Many nonprofit organizations (NPOs) and private citizens such as doctors are already making efforts in these areas. The government and the private sector need to work together to improve the lives of people in developing countries.

Regarding ODA projects, problems have also arisen in which established facilities have not been used effectively.

In this regard, the charter states that “follow-up” activities will be conducted to ensure that individual projects are properly evaluated after the completion of the projects, but it does not mention any specific measures or methods for follow-up activities.

A framework must be established to regularly repair and inspect infrastructure facilities in cooperation with private NPOs and other entities.

Although ODA is meant to be limited to nonmilitary activities, a case has emerged that rocks that principle.

In Myanmar, several passenger ships provided by Japan from 2017 to 2019 for transporting people to and from workplaces and schools were used by the current government to transport weapons. The coup orchestrated by the Myanmar military in 2021 is believed to be a factor. Japan’s Foreign Ministry has lodged a protest with Myanmar.

This fiscal year, the Japanese government established the Official Security Assistance (OSA) program, which is separate from ODA, to support the strengthening of military forces in developing countries.
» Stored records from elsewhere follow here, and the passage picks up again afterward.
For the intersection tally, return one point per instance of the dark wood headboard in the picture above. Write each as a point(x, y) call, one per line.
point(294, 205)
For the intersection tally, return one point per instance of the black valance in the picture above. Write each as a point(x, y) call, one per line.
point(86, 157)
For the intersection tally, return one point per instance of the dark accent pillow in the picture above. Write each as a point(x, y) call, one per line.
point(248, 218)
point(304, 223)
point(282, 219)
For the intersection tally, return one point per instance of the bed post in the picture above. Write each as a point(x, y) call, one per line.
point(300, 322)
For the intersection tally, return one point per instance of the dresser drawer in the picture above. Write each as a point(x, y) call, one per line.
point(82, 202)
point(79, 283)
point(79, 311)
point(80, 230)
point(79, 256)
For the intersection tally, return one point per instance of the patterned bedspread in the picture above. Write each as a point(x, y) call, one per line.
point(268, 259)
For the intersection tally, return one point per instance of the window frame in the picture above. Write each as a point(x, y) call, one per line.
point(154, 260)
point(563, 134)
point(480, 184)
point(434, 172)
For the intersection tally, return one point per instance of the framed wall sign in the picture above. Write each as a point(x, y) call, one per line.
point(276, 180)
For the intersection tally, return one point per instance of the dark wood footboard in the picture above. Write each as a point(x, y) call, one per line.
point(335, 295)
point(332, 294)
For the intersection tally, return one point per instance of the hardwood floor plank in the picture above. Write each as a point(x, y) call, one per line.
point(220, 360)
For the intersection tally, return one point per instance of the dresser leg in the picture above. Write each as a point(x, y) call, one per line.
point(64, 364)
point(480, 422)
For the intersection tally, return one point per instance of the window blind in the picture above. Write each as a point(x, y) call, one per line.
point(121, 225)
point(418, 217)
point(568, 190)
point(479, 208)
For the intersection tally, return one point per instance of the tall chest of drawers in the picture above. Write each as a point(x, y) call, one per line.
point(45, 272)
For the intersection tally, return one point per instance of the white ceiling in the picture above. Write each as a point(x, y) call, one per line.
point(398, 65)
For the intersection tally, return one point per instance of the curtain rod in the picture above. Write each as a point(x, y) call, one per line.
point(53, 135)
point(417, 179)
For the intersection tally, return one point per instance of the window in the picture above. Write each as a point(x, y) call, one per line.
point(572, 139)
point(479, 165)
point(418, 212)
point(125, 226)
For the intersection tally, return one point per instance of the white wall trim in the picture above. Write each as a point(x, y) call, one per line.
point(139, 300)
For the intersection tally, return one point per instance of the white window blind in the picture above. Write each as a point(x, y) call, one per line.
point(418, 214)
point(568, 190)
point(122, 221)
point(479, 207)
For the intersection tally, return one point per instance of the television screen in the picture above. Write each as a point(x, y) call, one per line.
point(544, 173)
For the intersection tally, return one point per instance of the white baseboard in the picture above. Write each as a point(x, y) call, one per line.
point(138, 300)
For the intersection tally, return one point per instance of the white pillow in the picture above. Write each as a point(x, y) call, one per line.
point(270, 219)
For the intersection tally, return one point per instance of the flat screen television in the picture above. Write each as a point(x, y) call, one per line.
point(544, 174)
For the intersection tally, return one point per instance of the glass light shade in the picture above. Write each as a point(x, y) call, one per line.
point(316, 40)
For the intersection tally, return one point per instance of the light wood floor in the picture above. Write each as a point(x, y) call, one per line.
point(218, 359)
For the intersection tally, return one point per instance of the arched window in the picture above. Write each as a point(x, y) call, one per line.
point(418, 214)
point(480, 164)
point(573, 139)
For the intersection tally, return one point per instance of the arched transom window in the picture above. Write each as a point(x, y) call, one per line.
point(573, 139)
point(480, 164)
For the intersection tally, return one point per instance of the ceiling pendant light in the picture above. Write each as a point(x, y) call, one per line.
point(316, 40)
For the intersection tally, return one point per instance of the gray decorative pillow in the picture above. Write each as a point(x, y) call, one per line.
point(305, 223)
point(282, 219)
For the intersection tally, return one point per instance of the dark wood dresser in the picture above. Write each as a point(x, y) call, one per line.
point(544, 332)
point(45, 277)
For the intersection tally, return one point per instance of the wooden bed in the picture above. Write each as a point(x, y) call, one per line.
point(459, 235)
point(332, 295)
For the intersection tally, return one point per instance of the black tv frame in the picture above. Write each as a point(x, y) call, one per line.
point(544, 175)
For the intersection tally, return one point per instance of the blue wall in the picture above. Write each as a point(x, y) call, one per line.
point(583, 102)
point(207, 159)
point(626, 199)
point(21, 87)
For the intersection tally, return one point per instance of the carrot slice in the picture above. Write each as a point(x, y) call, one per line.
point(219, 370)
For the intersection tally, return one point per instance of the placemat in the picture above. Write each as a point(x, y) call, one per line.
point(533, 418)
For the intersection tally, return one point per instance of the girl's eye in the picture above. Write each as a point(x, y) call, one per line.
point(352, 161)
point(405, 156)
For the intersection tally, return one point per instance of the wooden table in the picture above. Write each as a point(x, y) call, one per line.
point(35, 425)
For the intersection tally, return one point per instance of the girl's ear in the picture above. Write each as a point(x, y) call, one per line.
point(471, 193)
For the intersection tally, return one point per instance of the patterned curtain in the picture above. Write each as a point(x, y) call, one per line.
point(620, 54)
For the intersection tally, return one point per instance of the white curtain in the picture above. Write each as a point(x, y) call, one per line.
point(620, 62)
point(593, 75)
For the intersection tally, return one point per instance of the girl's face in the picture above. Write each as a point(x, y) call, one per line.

The government intends to provide equipment such as radar to four countries, including the Philippines and Malaysia, in the first application of the program.

The aim of expanding the scope of Japan’s international contributions is understandable, but the government should avoid a situation in which Japan’s assistance triggers conflicts.

A system should be established to check that equipment provided by Japan in ODA and OSA projects is being used appropriately. Another issue is how to deal with recipient countries in the event of political upheaval.